ただしそこも、裏ではどん亀がリスク管理を行い、手落ちが無いようにしている。ダブルチェックして危険な兆候が現れれば、非合法な手段を活用してもみ消すこともあった。
看板である六角グループは氷山の一角でしかなく、どん亀の動かす組織の実態を隠し、世界に働きかけるためのアウトプット=インターフェイスに過ぎない。

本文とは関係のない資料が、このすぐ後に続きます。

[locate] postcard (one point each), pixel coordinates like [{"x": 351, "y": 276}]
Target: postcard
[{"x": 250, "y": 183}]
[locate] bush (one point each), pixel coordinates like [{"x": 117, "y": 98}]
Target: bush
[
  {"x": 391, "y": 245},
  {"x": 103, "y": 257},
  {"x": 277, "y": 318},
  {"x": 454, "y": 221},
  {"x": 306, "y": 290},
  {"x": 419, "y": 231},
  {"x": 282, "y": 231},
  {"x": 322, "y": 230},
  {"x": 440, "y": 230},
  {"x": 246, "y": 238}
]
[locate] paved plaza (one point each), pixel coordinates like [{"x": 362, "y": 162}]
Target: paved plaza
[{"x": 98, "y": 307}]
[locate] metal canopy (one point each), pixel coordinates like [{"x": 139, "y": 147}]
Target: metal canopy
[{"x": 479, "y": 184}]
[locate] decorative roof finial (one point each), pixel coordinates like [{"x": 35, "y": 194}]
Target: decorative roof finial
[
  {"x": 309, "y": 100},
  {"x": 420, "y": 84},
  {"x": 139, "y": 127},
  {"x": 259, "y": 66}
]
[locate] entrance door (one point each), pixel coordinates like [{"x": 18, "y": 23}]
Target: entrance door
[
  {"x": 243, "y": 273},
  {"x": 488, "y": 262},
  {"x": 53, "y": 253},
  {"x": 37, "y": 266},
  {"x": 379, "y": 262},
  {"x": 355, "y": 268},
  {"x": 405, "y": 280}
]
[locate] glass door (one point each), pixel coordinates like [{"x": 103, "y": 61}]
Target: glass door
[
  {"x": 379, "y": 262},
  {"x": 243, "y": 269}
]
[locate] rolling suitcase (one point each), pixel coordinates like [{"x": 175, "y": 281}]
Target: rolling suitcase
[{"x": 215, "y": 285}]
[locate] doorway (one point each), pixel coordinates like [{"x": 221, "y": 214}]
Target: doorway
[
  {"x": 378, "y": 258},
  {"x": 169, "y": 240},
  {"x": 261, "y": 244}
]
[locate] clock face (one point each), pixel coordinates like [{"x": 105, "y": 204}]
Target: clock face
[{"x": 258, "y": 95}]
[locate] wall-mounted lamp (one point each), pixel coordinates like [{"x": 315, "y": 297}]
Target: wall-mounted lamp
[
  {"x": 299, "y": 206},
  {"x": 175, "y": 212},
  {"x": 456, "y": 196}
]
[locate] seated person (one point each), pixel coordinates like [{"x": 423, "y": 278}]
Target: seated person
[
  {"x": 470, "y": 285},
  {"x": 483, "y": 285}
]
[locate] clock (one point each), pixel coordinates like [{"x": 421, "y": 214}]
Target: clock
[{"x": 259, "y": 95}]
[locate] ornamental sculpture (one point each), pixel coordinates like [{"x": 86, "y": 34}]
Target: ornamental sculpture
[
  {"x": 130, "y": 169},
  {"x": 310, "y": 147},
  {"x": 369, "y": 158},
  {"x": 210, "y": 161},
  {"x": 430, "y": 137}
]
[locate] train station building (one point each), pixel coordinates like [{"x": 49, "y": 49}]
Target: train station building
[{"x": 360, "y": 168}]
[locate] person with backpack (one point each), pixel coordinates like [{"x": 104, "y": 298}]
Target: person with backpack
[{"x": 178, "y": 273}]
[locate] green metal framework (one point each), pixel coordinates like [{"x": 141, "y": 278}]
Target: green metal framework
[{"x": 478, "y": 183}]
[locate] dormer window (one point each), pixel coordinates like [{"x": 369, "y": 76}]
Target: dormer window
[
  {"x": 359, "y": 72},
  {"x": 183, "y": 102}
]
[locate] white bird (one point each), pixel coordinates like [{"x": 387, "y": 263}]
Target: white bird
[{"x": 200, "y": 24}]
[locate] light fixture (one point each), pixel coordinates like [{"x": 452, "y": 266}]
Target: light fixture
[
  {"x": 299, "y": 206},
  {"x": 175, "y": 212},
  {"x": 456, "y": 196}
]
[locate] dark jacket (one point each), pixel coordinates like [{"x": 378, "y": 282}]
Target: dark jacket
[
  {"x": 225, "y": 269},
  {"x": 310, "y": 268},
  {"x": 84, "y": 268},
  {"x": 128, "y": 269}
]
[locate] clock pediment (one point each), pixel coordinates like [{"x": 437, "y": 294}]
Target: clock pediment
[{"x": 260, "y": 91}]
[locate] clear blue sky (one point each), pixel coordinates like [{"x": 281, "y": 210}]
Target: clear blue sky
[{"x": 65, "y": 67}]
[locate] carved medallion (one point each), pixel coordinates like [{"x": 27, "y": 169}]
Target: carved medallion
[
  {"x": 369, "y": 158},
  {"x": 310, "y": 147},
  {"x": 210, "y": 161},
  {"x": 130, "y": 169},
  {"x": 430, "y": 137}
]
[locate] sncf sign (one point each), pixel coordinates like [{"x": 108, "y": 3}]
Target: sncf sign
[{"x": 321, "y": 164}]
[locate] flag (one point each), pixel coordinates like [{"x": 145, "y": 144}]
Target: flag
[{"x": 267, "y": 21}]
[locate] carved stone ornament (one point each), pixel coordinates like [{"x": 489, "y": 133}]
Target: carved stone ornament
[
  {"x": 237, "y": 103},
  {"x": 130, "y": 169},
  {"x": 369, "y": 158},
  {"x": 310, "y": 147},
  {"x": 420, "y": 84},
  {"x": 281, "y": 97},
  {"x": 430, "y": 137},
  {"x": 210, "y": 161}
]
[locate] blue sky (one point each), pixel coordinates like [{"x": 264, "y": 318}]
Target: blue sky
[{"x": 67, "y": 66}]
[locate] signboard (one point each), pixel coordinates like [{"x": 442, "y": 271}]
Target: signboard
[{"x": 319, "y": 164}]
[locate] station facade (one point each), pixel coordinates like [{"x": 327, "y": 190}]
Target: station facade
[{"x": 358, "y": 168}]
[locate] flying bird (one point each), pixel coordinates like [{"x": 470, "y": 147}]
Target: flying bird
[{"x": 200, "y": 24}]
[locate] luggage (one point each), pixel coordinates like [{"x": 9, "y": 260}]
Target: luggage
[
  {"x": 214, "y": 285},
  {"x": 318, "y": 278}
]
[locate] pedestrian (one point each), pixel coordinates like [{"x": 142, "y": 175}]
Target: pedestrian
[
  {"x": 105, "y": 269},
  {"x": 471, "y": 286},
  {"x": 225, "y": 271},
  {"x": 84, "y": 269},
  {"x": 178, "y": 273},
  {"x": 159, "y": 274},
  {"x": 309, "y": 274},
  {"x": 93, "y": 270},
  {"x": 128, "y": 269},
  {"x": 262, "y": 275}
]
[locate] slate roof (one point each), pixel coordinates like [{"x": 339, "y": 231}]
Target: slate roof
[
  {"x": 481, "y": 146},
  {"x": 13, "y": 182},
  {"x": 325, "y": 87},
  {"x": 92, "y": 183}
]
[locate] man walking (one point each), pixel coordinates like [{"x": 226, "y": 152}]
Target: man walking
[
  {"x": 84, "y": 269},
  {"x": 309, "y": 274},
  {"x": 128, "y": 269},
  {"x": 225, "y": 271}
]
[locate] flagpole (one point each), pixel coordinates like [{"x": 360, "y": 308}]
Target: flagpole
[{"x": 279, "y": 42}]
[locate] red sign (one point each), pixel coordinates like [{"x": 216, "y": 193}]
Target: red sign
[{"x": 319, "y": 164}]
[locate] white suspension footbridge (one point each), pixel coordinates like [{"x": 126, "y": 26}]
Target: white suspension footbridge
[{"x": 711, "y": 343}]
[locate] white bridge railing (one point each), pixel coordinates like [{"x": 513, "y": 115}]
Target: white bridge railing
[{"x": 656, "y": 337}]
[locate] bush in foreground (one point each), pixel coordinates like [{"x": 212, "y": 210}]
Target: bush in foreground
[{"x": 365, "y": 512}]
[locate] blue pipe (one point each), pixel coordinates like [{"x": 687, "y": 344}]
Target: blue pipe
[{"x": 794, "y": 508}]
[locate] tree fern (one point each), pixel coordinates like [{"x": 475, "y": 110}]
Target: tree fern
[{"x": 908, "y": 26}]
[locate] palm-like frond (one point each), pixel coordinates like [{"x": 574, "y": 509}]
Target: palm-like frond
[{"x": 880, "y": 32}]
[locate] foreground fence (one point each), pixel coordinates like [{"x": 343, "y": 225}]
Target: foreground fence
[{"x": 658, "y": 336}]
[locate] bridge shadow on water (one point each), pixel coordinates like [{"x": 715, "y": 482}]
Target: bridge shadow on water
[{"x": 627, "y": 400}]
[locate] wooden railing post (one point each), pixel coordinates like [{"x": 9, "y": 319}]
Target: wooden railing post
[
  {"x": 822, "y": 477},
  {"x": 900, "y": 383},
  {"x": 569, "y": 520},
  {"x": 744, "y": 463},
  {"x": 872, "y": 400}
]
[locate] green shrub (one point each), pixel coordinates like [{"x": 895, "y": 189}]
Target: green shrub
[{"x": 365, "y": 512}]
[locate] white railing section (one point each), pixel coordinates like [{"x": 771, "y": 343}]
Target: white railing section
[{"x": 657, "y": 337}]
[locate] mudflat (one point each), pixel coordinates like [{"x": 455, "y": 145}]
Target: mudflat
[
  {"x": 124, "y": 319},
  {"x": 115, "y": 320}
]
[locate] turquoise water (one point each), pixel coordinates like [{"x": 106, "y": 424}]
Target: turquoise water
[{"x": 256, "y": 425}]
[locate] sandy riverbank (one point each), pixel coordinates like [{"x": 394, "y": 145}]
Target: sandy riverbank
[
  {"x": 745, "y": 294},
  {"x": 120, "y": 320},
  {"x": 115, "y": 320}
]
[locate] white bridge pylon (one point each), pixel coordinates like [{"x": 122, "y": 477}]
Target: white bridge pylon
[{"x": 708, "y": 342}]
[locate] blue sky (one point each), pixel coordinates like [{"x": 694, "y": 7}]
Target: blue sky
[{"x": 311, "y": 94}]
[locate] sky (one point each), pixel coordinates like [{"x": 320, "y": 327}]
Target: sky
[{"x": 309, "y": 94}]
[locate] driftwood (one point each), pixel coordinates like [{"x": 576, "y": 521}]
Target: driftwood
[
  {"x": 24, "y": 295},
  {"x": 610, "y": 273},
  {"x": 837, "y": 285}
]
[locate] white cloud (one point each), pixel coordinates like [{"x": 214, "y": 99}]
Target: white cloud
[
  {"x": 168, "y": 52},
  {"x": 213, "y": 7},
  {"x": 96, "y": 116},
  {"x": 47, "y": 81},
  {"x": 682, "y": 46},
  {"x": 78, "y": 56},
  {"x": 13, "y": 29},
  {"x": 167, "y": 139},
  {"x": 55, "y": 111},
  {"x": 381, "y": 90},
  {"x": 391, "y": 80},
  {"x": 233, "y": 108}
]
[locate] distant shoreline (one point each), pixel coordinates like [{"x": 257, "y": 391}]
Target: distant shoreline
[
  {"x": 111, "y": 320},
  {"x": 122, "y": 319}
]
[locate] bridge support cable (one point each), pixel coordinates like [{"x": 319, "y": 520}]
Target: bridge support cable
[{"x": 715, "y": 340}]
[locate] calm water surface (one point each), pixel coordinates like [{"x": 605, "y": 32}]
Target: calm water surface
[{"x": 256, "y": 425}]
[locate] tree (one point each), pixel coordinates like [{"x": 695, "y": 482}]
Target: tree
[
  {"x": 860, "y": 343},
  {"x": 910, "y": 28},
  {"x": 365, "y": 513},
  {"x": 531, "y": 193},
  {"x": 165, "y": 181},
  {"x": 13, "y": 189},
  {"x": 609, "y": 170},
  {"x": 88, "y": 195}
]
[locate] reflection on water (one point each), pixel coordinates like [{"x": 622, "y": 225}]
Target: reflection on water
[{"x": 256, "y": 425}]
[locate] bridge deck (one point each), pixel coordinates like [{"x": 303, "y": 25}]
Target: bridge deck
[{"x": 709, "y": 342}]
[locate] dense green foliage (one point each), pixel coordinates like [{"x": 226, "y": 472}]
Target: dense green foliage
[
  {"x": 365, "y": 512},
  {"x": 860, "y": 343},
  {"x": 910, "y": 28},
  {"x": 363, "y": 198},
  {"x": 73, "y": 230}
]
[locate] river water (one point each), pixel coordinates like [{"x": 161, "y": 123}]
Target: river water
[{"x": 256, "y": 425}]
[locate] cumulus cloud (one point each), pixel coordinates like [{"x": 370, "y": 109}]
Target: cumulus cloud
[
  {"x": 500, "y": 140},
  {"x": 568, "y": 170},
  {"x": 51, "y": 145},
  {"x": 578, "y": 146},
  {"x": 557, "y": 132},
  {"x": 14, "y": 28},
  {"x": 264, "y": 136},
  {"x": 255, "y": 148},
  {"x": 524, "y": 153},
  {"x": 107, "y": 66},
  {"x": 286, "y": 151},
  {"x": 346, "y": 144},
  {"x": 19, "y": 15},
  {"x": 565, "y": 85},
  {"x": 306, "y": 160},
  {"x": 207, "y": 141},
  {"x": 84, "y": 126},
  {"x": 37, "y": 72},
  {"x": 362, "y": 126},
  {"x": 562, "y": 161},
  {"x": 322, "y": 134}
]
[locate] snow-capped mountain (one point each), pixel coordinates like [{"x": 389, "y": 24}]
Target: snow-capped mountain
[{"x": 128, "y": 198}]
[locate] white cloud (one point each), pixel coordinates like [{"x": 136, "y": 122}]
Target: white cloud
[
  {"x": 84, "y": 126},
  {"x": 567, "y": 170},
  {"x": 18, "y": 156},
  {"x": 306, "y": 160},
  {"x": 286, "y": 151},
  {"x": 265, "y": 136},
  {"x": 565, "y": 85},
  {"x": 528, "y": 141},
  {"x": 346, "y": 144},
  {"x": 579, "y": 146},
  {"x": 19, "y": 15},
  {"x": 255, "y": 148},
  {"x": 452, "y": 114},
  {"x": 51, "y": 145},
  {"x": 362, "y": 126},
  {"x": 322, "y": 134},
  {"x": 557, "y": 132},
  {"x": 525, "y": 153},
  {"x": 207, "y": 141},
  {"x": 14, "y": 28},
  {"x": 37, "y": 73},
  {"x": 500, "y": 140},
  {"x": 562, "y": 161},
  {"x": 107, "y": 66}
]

「六角さんて、工場長だそうだけど、その“工場”って、どこにあるのかしら? あ、私が言っているのは、山梨にあるアレのことじゃ、ないわよ」
「ふーん、山梨のことはどこで知った? それに何で、今まで聞かなかった?」
「場所は、トライデント社の資料から。少なくとも、あそこが出荷場所の一つであることは、トライデントも確認している。でも、どう考えてもフェイクでしょ。今まで聞かなかったのは、命が惜しかったから。これで良い?」
じゃあ、命が要らなくなったのか、とは俺も尋ねなかった。きっと鈴佳の件から、直ぐに処分してしまわない程度には、俺が桃花に情を抱くようになっていると踏んだんだろう。
危ない綱渡りだとは考えなかったのか? それとも、命を賭けて俺を試す気なのだろうか? 女は分からん。
「それを含めての、桃花の今のポストだ。分かっているだろう?」
「ええ。でも私、今の関係では、満足できなくなったの」
革製のカウチソファーの上の俺に、のし掛かるようにして迫りながらそう言う桃花には、ある種の迫力があった。だが内心は、どうなんだろう?
ひょっとして、ステファニィからの婚約話が、切っ掛けになったか? 桃花からのアプローチの方が俺には好みだが、それにしても俺って、甘くみられているのかなあ?